ちくしょうと捨てセリフ残してパチンコ屋を出たら雨が降ってる。ちぇ、天気予報まで外れるとはついてねぇと
男はまた悪態をついた。
神さんの世界でもついてない神がいた。美貌に目がくらみある女神と一緒になったものの性格が悪かった。自分より美しい女神はこの世にいないと自信たっぷりで男の神たちの気を引くことばかりやっていた。浮気っぽい女神に振り回され男の神は1日たりとも安住の気分になれなかった。あーついてないなぁ。あんな女神はもうたくさんだ。
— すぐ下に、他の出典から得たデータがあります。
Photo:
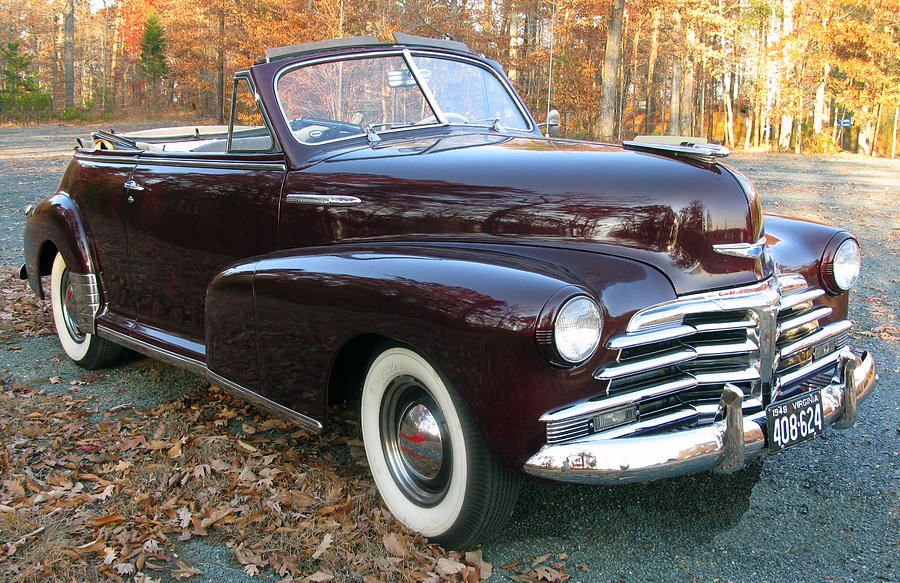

さっきから神はついてねえとつぶやくこの男が気になっていた。同類相憐れむの心境だった。男が帰る途中で雨は本降りになった。次々と落ちてくる雨粒を見ながら「あーこれがパチンコ玉だったらいいのになぁ」と男の言った言葉が神の耳に届いた。
なんだそんなことは朝飯前だ。神はこの男の願いを聞いてやることにした。
ゴンゴンバチバチ。空から急にパチンコ玉が降ってきた。ギャー。男の体に物凄い勢いでパチンコ玉が当たった。男の体は穴だらけになった。男は死んだ。
しまった。神は男を喜ばせようとしたが死なせてしまった。男の魂が神のところに上ってきて神に尋ねた。
天国にパチンコ屋はありますか。神は答えた。天国にギャンブルはご法度です。男の魂は言った。